05.03.2011, 18:31 Uhr
Paukenschlag zum Amtsantritt: Innenminister Hans-Peter Friedrich (Foto: dapd)
Der neue Bundesinnenminister Hans-Peter Friedrich (CSU) hat mit seinen Äußerungen zum Islam heiße Diskussionen entfacht. Unions-Fraktionschef Volker Kauder unterstützte Friedrichs Einschätzung, der Islam gehöre nicht zu Deutschland. Der Parlamentarische Geschäftsführer der CSU-Landesgruppe im Bundestag, Stefan Müller, sagte, der Islam sei eine gesellschaftliche Realität, habe Deutschland aber nicht entscheidend beeinflusst. Liberale Muslime reagierten empört auf Friedrichs Äußerungen, der Zentralrat der Ex-Muslime dagegen lobte ihn.
Kauder sagte: "Der Islam hat unsere Gesellschaft nicht geprägt und prägt sie auch heute nicht. Der Islam gehört damit nicht zu Deutschland." Müller sagte, Friedrich habe klargestellt, "dass Deutschland nicht vom Islam geprägt war und ist und auch künftig nicht geprägt sein wird". "Aber selbstverständlich ist der Islam heute Teil der Lebenswirklichkeit auch bei uns", sagte Müller. Auch ein Innenminister dürfe eine andere Meinung haben als der Bundespräsident. Christian Wulff hatte sich öffentlich dazu bekannt, dass der Islam inzwischen zu Deutschland gehört.
Am Samstag betonte Friedrich dann, er wolle den Dialog mit den muslimischen Mitbürgern voranbringen. "Die Einladung für die nächste Deutsche Islamkonferenz am 29. März steht", sagte er. "Erfolgreiche Integration setzt beides voraus: Wissen um die gesellschaftliche Realität in Deutschland - zu der rund vier Millionen Muslime gehören - und ein klares Bewusstsein für die christlich-abendländische Herkunft unserer Kultur." In diesem Sinne wolle er den Dialog mit den Muslimen in Deutschland voranbringen.
Der nordrhein-westfälische Arbeits- und Integrationsminister Guntram Schneider (SPD) sagte: "Friedrich behindert mit seinen Äußerungen die Integration." Das konterkariere die alle Bemühungen, Muslime einzugliedern. Der Islam und die etwa fünf Millionen Gläubigen gehörten unübersehbar zu Deutschland. "Sie sind ein Stück unserer Normalität", sagte Schneider. Innenminister Friedrich hebe sich deutlich von seinem Vorgänger Thomas de Maizière (CDU) ab, der um eine sachliche Integrationspolitik bemüht gewesen sei.

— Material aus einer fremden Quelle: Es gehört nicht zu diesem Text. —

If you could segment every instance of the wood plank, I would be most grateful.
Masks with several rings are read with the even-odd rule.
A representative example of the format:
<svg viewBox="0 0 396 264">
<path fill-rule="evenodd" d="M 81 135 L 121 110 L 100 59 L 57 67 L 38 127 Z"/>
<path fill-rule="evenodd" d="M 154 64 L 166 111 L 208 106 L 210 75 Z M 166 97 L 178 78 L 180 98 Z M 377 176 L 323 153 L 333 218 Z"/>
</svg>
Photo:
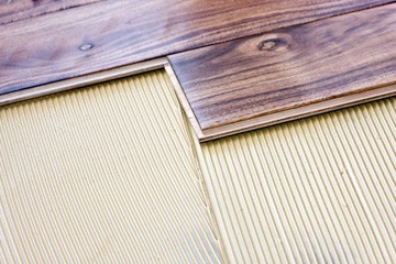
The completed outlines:
<svg viewBox="0 0 396 264">
<path fill-rule="evenodd" d="M 298 117 L 332 110 L 314 105 L 341 98 L 342 106 L 342 98 L 396 84 L 395 46 L 396 3 L 172 55 L 169 62 L 205 139 L 208 131 L 274 124 L 265 117 L 293 117 L 301 107 Z"/>
<path fill-rule="evenodd" d="M 0 26 L 0 94 L 392 0 L 119 0 Z"/>
<path fill-rule="evenodd" d="M 0 25 L 98 1 L 102 0 L 3 0 L 0 2 Z"/>
</svg>

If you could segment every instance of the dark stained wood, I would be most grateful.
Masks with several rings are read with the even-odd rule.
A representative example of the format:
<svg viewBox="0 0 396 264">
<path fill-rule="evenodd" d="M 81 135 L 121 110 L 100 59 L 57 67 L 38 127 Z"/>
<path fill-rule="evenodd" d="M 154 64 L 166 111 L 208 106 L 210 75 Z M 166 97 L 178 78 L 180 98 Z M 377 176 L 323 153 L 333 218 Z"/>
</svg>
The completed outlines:
<svg viewBox="0 0 396 264">
<path fill-rule="evenodd" d="M 0 94 L 391 0 L 118 0 L 0 26 Z"/>
<path fill-rule="evenodd" d="M 395 47 L 396 3 L 172 55 L 169 62 L 205 134 L 396 84 Z"/>
<path fill-rule="evenodd" d="M 0 25 L 101 0 L 1 0 Z"/>
</svg>

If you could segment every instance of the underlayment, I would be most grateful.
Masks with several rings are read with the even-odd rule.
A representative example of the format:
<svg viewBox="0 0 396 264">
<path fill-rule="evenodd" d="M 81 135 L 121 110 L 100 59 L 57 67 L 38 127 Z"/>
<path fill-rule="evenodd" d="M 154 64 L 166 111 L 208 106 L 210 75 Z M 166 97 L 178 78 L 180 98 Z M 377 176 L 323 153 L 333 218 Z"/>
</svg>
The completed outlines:
<svg viewBox="0 0 396 264">
<path fill-rule="evenodd" d="M 164 72 L 0 108 L 0 263 L 220 263 Z"/>
<path fill-rule="evenodd" d="M 231 263 L 396 263 L 396 99 L 204 143 Z"/>
<path fill-rule="evenodd" d="M 199 144 L 164 72 L 2 107 L 0 262 L 396 263 L 395 122 Z"/>
</svg>

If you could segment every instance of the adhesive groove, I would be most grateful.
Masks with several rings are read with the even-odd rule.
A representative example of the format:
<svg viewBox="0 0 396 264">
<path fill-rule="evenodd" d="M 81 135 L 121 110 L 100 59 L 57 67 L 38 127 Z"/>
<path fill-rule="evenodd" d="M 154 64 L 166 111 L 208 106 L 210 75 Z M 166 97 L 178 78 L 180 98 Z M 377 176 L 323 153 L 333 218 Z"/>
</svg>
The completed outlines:
<svg viewBox="0 0 396 264">
<path fill-rule="evenodd" d="M 0 108 L 0 262 L 221 263 L 164 70 Z"/>
</svg>

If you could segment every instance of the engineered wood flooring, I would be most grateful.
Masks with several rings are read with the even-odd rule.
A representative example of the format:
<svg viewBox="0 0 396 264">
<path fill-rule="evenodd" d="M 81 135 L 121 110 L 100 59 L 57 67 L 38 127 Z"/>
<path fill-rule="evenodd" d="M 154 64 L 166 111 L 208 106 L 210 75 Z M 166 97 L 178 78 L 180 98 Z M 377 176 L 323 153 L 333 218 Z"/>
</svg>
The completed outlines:
<svg viewBox="0 0 396 264">
<path fill-rule="evenodd" d="M 389 2 L 118 0 L 40 15 L 0 26 L 0 94 Z"/>
<path fill-rule="evenodd" d="M 207 140 L 395 95 L 395 46 L 393 3 L 168 58 Z"/>
</svg>

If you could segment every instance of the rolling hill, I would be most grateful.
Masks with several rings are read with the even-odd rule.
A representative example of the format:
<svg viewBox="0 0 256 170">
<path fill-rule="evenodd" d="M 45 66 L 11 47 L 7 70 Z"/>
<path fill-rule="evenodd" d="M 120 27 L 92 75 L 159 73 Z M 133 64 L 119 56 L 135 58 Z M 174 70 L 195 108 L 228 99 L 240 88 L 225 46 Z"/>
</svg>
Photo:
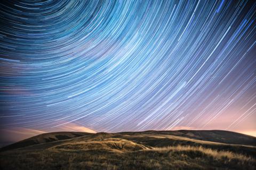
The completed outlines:
<svg viewBox="0 0 256 170">
<path fill-rule="evenodd" d="M 253 169 L 256 138 L 219 130 L 61 132 L 13 143 L 0 154 L 2 169 Z"/>
</svg>

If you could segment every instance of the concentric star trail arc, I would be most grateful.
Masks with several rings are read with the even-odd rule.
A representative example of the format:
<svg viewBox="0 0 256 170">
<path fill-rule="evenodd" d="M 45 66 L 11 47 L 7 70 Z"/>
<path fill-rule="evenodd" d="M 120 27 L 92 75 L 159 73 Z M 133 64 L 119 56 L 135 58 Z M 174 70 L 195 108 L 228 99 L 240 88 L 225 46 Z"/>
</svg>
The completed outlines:
<svg viewBox="0 0 256 170">
<path fill-rule="evenodd" d="M 2 128 L 256 128 L 255 1 L 2 1 L 0 10 Z"/>
</svg>

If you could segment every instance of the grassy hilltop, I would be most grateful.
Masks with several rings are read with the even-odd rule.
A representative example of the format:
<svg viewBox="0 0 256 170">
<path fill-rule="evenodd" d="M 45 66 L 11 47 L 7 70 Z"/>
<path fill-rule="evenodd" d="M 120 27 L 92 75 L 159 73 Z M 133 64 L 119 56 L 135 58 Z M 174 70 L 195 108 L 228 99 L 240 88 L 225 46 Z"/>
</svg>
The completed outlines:
<svg viewBox="0 0 256 170">
<path fill-rule="evenodd" d="M 1 169 L 256 169 L 256 138 L 225 131 L 54 132 L 1 150 Z"/>
</svg>

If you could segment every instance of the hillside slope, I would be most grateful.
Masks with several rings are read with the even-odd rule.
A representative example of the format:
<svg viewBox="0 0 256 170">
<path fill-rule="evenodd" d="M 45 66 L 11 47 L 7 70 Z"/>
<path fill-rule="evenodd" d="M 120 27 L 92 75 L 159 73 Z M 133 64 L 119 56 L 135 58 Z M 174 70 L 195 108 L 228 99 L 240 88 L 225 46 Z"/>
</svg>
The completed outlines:
<svg viewBox="0 0 256 170">
<path fill-rule="evenodd" d="M 202 140 L 203 137 L 206 138 L 205 136 L 212 136 L 218 141 L 225 141 L 223 139 L 227 139 L 228 142 L 230 141 L 231 132 L 225 133 L 213 131 L 209 131 L 207 136 L 204 136 L 204 132 L 196 133 L 197 132 L 193 131 L 191 133 L 194 135 L 191 135 L 183 131 L 45 133 L 27 140 L 37 143 L 20 146 L 22 147 L 15 149 L 13 147 L 7 150 L 2 150 L 0 152 L 0 168 L 255 169 L 256 147 L 244 144 L 252 143 L 255 138 L 246 136 L 244 144 Z M 225 137 L 226 134 L 228 134 L 227 137 Z M 243 134 L 239 136 L 239 133 L 235 135 L 238 138 L 244 137 Z M 52 138 L 54 140 L 51 139 L 52 141 L 49 141 Z M 24 144 L 24 141 L 29 144 L 26 143 L 26 140 L 19 143 Z"/>
</svg>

Die Vorsitzende des liberal-islamischen Bundes, Lamya Kaddor, nannte die Worte Friedrichs eine "Ohrfeige ins Gesicht der Muslime". "So eine Aussage ist nicht nur politisch und geschichtlich falsch", sagte Kaddor. "Ich halte sie für gefährlich." Damit würden alle Fortschritte in der Islamdebatte der vergangenen Jahre negiert und die Dialogbereitschaft vieler Muslime geschwächt.
Die Vorsitzende des Zentralrats der Ex-Muslime in Deutschland, Mina Ahadi, sagte hingegen: "Endlich hat ein deutscher Politiker mal den Mut, klar zu sagen, dass der Islam mit einer aufgeklärten, demokratischen Kultur wie in Deutschland unvereinbar ist. Wir brauchen mehr Politiker, die den aggressiven Islam nicht länger hilflos verharmlosen." Religion solle generell in Deutschland Privatsache bleiben. Seit Jahren versuche eine zunehmend aggressive islamische Bewegung in Europa Fuß zu fassen. "Hier geht es nicht mehr nur um Religion, sondern um ganz klare menschenverachtende und besonders frauenfeindliche Politik", sagte Ahadi.